Yesterday, I went with my daughter and a couple of friends to see Disney on Ice at the TSB Arena in Wellington. The girls frocked up, Isla in a curious but oh-so-practical combination of tutu, thermal vest and gumboots, Daisy in a very fetching princess dress. Us mums were soberly attired, but in our minds we were wearing the biggest tiaras! The show was everything we could have hoped for, and more. It was terrific. The ice skating was superb, the costumes and theatrics were sparkling, glittering and larger than life and, I thought it was well worth the ticket price. It was an hour and a half of Disney magic… and whatever your thoughts on the socio-political rights and wrongs of Disney, you cannot deny that they put on a damn good show.
But… and trust me, I don’t want to spoil a wonderful day out with the kids with a ‘but’…. some corporate executive must having been laughing hard enough to cause an injury when they dreamed up the prices at the concessions stands.
- Popcorn – $15
- Slushies – $16
- Candy Floss – $18
And so, ok, each of the above items were Disney’ed to the max, encased in moulded plastic and branded to within an inch of its life.

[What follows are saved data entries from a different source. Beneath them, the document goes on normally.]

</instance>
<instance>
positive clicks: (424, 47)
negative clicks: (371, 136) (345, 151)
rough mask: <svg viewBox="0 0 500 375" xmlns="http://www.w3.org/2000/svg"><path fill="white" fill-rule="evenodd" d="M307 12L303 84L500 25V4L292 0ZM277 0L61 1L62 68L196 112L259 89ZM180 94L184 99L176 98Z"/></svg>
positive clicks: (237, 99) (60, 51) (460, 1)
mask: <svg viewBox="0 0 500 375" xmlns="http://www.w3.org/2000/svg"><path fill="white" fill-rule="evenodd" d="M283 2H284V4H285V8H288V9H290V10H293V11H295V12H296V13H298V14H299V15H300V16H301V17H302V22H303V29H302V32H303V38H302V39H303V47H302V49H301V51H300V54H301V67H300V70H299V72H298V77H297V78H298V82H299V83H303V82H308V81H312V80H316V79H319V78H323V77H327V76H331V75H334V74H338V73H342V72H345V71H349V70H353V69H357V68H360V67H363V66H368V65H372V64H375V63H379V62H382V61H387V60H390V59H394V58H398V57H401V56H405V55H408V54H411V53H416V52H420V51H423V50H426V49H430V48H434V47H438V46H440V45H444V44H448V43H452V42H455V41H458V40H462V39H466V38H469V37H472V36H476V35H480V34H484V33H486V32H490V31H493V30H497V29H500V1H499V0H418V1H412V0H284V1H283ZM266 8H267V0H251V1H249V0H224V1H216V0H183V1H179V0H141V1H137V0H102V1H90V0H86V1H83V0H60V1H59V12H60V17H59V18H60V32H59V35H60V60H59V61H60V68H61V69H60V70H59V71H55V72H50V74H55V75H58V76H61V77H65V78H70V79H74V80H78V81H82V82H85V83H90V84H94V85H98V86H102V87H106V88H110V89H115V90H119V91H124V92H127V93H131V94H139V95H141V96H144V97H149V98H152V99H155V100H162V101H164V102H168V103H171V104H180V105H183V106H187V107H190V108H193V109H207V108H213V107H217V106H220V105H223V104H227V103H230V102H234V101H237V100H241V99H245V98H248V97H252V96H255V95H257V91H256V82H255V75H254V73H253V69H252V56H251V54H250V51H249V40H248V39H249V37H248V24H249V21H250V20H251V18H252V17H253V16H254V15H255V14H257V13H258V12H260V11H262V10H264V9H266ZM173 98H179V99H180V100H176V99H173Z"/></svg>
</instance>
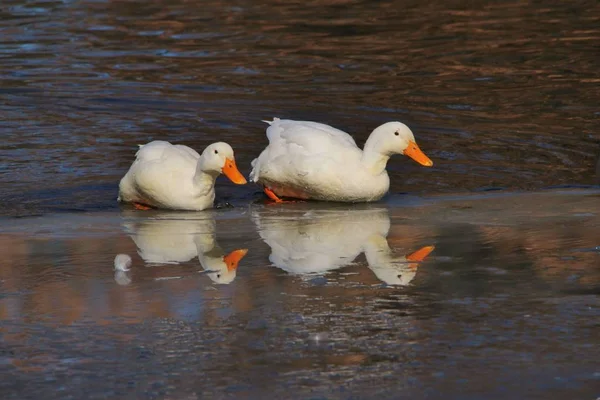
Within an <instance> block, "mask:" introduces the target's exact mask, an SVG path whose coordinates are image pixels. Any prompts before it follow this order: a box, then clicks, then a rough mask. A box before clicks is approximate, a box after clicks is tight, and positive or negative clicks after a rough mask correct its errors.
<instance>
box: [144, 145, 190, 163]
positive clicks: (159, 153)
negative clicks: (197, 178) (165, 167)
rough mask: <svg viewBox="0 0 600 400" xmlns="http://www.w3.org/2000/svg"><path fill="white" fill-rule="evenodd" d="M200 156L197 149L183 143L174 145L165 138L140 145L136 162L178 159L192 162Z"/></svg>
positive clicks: (172, 160)
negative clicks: (197, 151) (167, 141)
mask: <svg viewBox="0 0 600 400" xmlns="http://www.w3.org/2000/svg"><path fill="white" fill-rule="evenodd" d="M199 158H200V155H199V154H198V152H197V151H196V150H194V149H192V148H190V147H188V146H184V145H181V144H177V145H172V144H171V143H169V142H165V141H163V140H155V141H153V142H150V143H148V144H144V145H140V149H139V150H138V151H137V153H136V154H135V162H156V161H172V162H177V161H178V160H184V161H186V162H190V161H197V160H198V159H199Z"/></svg>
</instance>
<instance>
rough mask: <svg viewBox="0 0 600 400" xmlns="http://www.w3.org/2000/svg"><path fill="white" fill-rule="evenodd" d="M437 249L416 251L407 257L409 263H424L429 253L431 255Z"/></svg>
mask: <svg viewBox="0 0 600 400" xmlns="http://www.w3.org/2000/svg"><path fill="white" fill-rule="evenodd" d="M433 249H435V246H425V247H422V248H420V249H419V250H417V251H415V252H414V253H410V254H409V255H407V256H406V259H407V260H408V261H423V260H424V259H425V258H426V257H427V256H428V255H429V253H431V252H432V251H433Z"/></svg>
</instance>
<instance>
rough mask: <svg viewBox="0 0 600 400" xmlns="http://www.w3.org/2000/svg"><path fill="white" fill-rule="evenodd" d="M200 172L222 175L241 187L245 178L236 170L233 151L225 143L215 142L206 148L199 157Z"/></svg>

But, really? $16 for some coloured iced water? If this isn’t cynical profiteering leveraging on the perfect combination of stressed out parents and way-over-excited kids, then I don’t know what is.
For me, the prices were so high as to be ridiculous, and I was more than happy to explain to Isla that mummy doesn’t like being taken advantage of by aggressive marketing and contemptuous pricing (I’m paraphrasing… she’s 4!). But, for many other parents the argument would have been more difficult to sustain. The atmosphere was designed to ramp up the hysteria around these products – tightly packed spaces, music, Disney pink and blue everywhere you looked, concessions staff touting goods on poles and sticks and baskets. It was resolve-sapping stuff!
I appreciate these events aren’t run for the good of our health, and that the various parties involved are in it to make money. But, one look at these prices and you’d think the success of the business model was based on the price of candy floss. I’m no business brain, but I’d have hoped there was more to it than that.
And don’t even get me started on the environmental, ethical issues of peddling vast amounts of plastic toot to kids… grrr.
Anyway, as my mum always says, end a bitch and a moan on a high note! Through Facebook, we were advised by friends of the pop corn extortion (thank you, Tracey Cassells!), and en-snacked ourselves on reasonably priced goods from the local supermarket. And that is now my advice to you – if you are going to this or any other spangly event, then BYO!